Most computer scientists are familiar with Amdahl’s Law, boiled down it says the fastest your program can run is determined by the slowest of the parallel threads (assuming you can decompose it into parallel threads).
However, it says little about the decomposition, and assumes that your threads have equal resources (assuming an SMP environment). If you are looking at it from a NUMA perspective with heterogeneous computing, what it tells you is that given a decomposition into parallel threads the one you need to put the most effort into compiling is the longest, and you can probably save energy running the shorter threads on smaller cores (in environments like ARM’s big.LITTLE).
Amdahl’s Law also skips over the communication overhead that is incurred in the decomposition too. SMP architectures with globally shared resources don’t cope well if you have a lot of that, and performance gains tail off quickly as you increase the thread count. You need to spend as much (or more) effort compiling the communications as the code. In the larger picture one may find that latency when communicating between threads is the major block to absolute speed – trying to communicate a single byte of data through a coherent cache layer takes a very long time.

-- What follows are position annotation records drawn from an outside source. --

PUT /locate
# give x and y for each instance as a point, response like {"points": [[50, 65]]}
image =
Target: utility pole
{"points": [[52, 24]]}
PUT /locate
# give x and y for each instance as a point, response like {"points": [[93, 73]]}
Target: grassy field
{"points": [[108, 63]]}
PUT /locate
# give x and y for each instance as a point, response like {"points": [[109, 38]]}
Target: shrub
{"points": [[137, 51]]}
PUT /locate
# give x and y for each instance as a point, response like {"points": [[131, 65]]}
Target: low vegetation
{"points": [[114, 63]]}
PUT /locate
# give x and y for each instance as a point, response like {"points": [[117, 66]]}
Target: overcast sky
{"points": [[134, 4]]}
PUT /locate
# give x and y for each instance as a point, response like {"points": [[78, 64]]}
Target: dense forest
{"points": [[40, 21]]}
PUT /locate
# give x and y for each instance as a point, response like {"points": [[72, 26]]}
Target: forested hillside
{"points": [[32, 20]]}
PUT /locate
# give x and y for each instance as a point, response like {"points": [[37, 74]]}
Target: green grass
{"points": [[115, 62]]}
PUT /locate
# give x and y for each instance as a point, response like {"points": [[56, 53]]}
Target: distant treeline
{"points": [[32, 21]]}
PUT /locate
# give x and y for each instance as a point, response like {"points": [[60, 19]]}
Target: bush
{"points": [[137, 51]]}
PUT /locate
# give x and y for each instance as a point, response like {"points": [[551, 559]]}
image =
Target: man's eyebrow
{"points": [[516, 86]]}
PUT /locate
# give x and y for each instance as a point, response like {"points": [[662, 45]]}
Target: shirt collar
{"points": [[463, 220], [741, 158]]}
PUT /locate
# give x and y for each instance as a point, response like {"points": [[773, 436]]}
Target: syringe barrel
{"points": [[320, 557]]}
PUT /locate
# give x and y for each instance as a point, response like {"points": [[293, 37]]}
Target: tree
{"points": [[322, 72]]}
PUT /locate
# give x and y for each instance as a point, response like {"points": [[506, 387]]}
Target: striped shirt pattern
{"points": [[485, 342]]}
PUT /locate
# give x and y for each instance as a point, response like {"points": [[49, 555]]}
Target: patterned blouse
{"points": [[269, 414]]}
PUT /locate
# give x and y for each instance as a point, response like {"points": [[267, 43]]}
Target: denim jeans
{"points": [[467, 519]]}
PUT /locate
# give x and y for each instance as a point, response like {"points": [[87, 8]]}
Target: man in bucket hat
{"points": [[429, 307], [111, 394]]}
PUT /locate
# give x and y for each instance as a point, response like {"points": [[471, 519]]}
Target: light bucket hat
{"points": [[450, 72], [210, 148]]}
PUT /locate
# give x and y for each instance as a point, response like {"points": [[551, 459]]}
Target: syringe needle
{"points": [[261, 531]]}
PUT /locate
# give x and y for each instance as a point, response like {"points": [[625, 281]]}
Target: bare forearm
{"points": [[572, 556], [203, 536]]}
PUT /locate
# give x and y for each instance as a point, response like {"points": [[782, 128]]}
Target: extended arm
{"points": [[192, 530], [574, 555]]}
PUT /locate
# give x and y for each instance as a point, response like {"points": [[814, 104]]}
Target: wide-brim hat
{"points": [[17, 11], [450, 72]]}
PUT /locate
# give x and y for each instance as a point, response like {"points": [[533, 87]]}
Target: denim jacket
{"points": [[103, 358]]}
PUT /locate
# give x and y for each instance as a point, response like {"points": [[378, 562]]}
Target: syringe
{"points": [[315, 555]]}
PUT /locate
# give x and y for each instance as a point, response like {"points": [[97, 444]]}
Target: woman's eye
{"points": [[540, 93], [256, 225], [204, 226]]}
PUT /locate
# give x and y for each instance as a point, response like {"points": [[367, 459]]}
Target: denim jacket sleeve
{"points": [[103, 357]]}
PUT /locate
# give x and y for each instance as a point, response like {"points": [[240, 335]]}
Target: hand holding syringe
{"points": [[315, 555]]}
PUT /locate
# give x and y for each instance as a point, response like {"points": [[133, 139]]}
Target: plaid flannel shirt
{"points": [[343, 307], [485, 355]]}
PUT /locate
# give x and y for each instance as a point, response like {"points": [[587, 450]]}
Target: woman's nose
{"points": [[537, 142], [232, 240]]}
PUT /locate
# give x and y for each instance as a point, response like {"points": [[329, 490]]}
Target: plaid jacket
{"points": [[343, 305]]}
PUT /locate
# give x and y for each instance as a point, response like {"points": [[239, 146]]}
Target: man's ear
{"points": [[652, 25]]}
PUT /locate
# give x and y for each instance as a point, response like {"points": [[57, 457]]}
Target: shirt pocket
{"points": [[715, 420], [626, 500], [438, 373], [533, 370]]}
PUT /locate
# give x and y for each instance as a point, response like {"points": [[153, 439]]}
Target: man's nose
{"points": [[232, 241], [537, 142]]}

Altogether that says if you want to run your code as fast as possible (without boiling oceans) you need a platform with a variety of cores and a programmable low-latency communication fabric – almost anything other than an Intel X86 SMP processor. Why don’t we have that?, well mostly because all our software compiler tools and methodology target X86 SMP machines, and very little else. ARM’s big.LITTLE architecture headed in the right direction, but failed to add low-latency core-to-core communication, despite ARM being a favorite with the FPGA community.